As the rest of the Pistons erupted, Wallace simply spun toward the bench and held his index finger aloft.
“We shoot those all the time before the game,” Wallace told reporters after the game, as his teammates’ locker-room celebration muffled his joke about calling glass from beyond halfcourt. “This one went in, but it isn’t like it won a championship or anything.”
It is nice to know Sheed reacts to all-time shots much the same way I imagine he does a trashcan toss.
Detroit was in the midst of five straight Eastern Conference finals appearances, nearly three removed from its 2004 title, but Wallace’s long triple was a feat unto itself. Nobody saw it coming, especially Karl. Denver’s coach was not alone. Pistons fans inside The Palace had already begun heading for the exits during the last-second timeout, and the Nuggets were leaving the court before Wallace fired the shot.
“I’m sure George is second-guessing himself for calling that timeout,” Saunders told gathered media afterward, per the Associated Press. “But that’s a one-in-a-million shot. It might never happen again.”
Wallace scored eight of his 22 points in the final 2:19 of overtime, including another game-tying 3-pointer with 59 seconds remaining in an eventual 113-109 win, and the Nuggets were not happy about it.
“You could give him a hundred and he wouldn’t make one, but he made one,” Karl told reporters after the game, apparently never having seen Wallace practice them. “I personally would have liked the ball to be thrown more toward the rim or the corner, but you can’t criticize a lucky shot.
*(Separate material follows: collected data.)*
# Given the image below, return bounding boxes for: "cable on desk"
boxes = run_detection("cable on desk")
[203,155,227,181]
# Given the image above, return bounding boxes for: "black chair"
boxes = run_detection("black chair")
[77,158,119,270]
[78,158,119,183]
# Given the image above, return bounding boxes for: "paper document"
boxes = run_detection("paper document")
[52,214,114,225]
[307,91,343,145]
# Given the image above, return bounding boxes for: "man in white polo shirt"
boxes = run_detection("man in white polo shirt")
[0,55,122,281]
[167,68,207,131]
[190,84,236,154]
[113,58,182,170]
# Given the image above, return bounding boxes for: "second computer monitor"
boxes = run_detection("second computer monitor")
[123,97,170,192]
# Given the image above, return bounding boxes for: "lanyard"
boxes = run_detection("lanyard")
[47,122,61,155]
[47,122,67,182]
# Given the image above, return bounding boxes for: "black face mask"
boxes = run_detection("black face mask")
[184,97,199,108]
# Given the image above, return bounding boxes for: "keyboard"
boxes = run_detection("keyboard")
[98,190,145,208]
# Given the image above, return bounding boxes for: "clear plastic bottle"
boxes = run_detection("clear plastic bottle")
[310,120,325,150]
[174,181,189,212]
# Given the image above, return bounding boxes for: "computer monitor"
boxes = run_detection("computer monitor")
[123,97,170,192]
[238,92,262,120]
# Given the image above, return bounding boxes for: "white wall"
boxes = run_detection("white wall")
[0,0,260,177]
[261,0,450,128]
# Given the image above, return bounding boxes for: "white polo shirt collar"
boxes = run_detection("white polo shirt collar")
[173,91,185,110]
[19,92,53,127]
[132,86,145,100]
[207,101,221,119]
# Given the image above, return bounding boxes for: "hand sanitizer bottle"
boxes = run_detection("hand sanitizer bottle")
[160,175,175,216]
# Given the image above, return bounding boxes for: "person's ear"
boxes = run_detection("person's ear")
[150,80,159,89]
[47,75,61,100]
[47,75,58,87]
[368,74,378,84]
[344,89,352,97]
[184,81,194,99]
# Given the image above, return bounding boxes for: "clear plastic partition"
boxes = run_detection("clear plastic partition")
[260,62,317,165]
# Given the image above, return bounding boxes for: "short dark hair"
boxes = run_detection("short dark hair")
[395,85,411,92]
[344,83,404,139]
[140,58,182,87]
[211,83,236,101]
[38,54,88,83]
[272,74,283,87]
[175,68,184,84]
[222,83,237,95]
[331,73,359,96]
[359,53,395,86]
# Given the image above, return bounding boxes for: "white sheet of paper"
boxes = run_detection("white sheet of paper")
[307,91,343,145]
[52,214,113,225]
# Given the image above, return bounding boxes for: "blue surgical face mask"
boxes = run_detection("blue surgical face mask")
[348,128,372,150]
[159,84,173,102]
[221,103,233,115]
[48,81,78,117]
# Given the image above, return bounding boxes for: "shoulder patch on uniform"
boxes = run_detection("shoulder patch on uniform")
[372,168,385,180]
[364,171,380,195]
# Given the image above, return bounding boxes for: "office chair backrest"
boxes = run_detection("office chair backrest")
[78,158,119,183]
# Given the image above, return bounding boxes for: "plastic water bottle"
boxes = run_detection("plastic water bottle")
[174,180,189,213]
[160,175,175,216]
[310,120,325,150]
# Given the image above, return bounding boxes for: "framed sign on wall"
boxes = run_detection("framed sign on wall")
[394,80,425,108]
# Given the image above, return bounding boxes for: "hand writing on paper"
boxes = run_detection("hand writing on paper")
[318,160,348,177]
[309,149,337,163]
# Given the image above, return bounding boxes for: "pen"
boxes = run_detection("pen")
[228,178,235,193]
That was a lucky shot.”
“Sheed hit that shot,” Anthony added, via The Denver Post. “It was a lucky shot. It was luck.”
Wallace did not seem to be bothered by the blatant disrespect for his tried-and-true heaving abilities.
As he told the press following his iconic shot, “I’ll take it either way.”
Rasheed Wallace, one of the great philosophers of our generation, let the ball tell the truth.